Research

ARC-AGI-1

2019 - Challenges Deep Learning

Links

About

The Abstraction and Reasoning Corpus (ARC-AGI-1) was first introduced in 2019 by François Chollet in his paper On the Measure Of Intelligence. Chollet, a Google AI researcher and creator of the deep learning library Keras, developed ARC-AGI-1 specifically as a novel benchmark designed to test the ability of AI systems to deal with reasoning problems they had not been prepared for.

ARC-AGI-1 Task

ARC-AGI-1 Task (#3aa6fb7a)

At the time of its launch, there was growing recognition that deep learning methods excelled in narrow, specialized tasks but fell short in demonstrating human-like generalization. ARC-AGI-1 was a direct response to this gap, aimed at benchmarking the skill-acquisition capability (the fundamental core of intelligence) rather than performance on any single, predefined task. It specifically assesses how efficiently an AI can learn and generalize from minimal information, reflecting a fundamental characteristic of human intelligence. For further reading on this, see the ARC Prize 2024 Technical Report.

ARC-AGI-1 consists of 800 puzzle-like tasks, designed as grid-based reasoning problems. These tasks, easy for humans but challenging for AI, typically provide only a small number of example input-output pairs (usually around three). This requires the test taker (human or AI) to deduce underlying rules through on-the-fly reasoning rather than brute-force or extensive training.

DatasetTasksDescription

Training Set

400 tasksA training set dedicated as a playground to train your system

Public Eval Set

400 tasksUsed to evaluate your final algorithm.
Semi-Private Eval Set100 tasks

Introduced in mid-2024, this set of 100 tasks was hand selected to use as a semi-private hold out set when testing closed source models.

Private Eval Set100 tasks

Used as the basis of the ARC Prize competition. Determined final leaderboard in 2020, 2022, 2023, and 2024.
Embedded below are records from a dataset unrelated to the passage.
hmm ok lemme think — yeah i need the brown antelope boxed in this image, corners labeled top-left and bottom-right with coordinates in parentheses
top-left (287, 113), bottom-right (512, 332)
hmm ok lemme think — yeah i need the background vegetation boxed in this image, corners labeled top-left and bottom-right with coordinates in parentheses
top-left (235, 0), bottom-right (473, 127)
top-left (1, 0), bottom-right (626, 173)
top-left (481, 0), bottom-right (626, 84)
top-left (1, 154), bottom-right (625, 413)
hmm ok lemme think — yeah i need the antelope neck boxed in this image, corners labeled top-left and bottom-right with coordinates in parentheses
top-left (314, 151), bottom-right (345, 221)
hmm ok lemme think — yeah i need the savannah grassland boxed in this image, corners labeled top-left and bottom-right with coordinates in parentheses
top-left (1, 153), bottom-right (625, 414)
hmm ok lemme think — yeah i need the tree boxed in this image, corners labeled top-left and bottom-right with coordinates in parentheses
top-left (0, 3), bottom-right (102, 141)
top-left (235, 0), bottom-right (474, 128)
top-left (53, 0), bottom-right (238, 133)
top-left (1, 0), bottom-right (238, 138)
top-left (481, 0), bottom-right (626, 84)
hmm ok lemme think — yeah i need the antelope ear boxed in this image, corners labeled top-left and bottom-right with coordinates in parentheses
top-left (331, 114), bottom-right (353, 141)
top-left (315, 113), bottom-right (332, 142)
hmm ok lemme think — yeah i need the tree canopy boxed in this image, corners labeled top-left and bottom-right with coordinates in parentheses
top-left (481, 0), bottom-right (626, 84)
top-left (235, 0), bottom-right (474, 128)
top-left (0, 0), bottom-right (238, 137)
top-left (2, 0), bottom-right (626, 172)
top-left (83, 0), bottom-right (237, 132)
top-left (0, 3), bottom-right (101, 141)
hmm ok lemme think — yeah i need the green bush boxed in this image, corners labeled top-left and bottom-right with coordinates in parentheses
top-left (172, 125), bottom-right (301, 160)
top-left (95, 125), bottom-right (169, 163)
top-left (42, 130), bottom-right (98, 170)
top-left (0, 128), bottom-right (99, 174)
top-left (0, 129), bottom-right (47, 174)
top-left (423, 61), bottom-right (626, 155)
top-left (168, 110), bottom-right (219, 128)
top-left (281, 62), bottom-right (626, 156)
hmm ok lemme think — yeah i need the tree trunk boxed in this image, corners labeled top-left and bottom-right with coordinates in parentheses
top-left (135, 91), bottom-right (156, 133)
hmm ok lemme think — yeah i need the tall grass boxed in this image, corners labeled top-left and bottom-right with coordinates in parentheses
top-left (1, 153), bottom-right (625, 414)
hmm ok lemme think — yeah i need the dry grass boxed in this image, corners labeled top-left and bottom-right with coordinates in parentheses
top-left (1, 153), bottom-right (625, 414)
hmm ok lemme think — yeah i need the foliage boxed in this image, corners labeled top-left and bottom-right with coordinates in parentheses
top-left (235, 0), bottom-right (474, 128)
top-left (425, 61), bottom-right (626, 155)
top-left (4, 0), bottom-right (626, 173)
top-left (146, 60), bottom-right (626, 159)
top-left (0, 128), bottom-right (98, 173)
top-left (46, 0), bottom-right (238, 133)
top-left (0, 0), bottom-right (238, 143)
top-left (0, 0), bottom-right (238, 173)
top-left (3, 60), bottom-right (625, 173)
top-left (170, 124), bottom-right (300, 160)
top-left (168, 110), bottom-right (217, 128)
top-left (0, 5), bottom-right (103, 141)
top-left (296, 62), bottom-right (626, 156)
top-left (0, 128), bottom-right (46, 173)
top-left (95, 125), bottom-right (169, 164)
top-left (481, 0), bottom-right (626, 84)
From its introduction in 2019 until late 2024, ARC-AGI remained unsolved by AI systems, maintaining its reputation as one of the toughest benchmarks available for general intelligence. The fact that it stayed unbeaten for so long, despite a 50,000x scaleup of base LLM pretraining, highlights the significant gap between human and base LLM capabilities.

In December 2024, OpenAI featured ARC-AGI-1 as the leading benchmark to measure the performance of their o3-preview experimental model, one of the first examples of the Large Reasoning Model (LRM) paradigm that reshaped AI capabilities throughout 2025. o3-preview at low compute scored 75% on ARC-AGI-1 and reached 87% accuracy with higher compute. ARC-AGI-1 was at the time the only benchmark to precisely spotlight the advent of frontier AI test-time reasoning. To view ARC-AGI results on the publicly released o3 model, see our analysis.

This achievement represented a step change in AI's generalization abilities, validating the ARC benchmark's effectiveness in measuring meaningful progress toward AGI. The solving of ARC-AGI-1 triggered renewed interest in benchmarks like ARC-AGI-2, designed to further challenge AI and advance research toward genuine human-level intelligence.